Гордей Каллистратович в своих предположениях не ошибся. Когда они вошли на участок и за Яновским звякнула щеколда калитки, из-за густых кустов жасмина в костюмах папуасов— повязка из листвы папоротника вокруг бедер и с распущенными волосами с нечленораздельным гиканьем выскочили Оксана и девочка лет пяти с картонной маской на лице. Они хотели напугать деда и его московского гостя, на что Гордей Каллистратович, подыгрывая внучке, искусно изобразил испуг и тем самым привел девочку в неописуемый восторг.

Яновский при виде Оксаны забыл, что он должен подыграть профессору, изображая испуг перед выскочившими из-за кустов людьми в масках. Он даже забыл про девочку. Стоял и растерянно смотрел на высокую, красивую дочь своего научного руководителя, на лице которой вместо ожидаемого им выражения – «Я тебя сейчас съем!..» – цвела озорная солнечная улыбка и удивление.

– Сдаюсь!.. Сдаюсь!.. – запричитал Гордей Каллистратович и, подняв руки, остановился перед внучкой как вкопанный.

Дочь своего профессора Яновский видел впервые.

Там, где перед человеком предстает молодость, красота и грация, там не нужно времени, чтобы анализировать, что в женщине хорошо и что в ней плохо. В гибкой и стройной Оксане все Яновскому показалось прекрасным. В растерянности он остановился, по-прежнему не обращая внимания на девочку, как серебряный колокольчик залившуюся в счастливом смехе и хлопающую от восторга в ладоши. Она «испугала» деда. На гостя, стоявшего за спиной деда, она не обратила внимания.

Оксане Яновский показался не простачком. Наметанным взглядом молодой женщины, которая уверена в том, что она нравится мужчинам, Оксана поняла по выражению лица гостя, а скорее почувствовала, что она произвела на него впечатление. И она не ошиблась.

– Прошу познакомиться… Это моя дочь-неслух Оксана свет Гордеевна. А это, – профессор положил руку на плечо Яновского, – мой аспирант. К сорока годам планирует стать академиком, Альберт Валентинович Яновский.
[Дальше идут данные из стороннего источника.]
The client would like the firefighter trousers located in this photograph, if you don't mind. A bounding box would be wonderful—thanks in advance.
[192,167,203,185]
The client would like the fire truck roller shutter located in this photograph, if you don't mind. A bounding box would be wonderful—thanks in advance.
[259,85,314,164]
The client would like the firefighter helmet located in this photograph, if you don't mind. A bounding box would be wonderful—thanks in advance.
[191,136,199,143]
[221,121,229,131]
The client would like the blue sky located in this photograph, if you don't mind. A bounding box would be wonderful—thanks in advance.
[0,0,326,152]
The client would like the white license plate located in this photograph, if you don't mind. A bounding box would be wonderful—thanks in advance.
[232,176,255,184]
Дальше, как и всегда в таких случаях: рукопожатие, приветливые улыбки, традиционное «очень приятно»…

Оставив Яновского с дочерью и с Машенькой, Гордей Каллистратович скрылся за кустами орешника и направился к даче. Наступила минута, которая почти при всяком знакомстве бывает сложна тем, что люди не сразу находят повод для первых слов общения. Этот повод нашла Оксана. Как бы продолжая тон отца, которым он только что представлял Яновскому дочь, называя ее «неслухом», она сдернула с лица девочки картонную маску, и перед Яновским предстало румяное, курносое личико, осыпанное крупными рыжими веснушками.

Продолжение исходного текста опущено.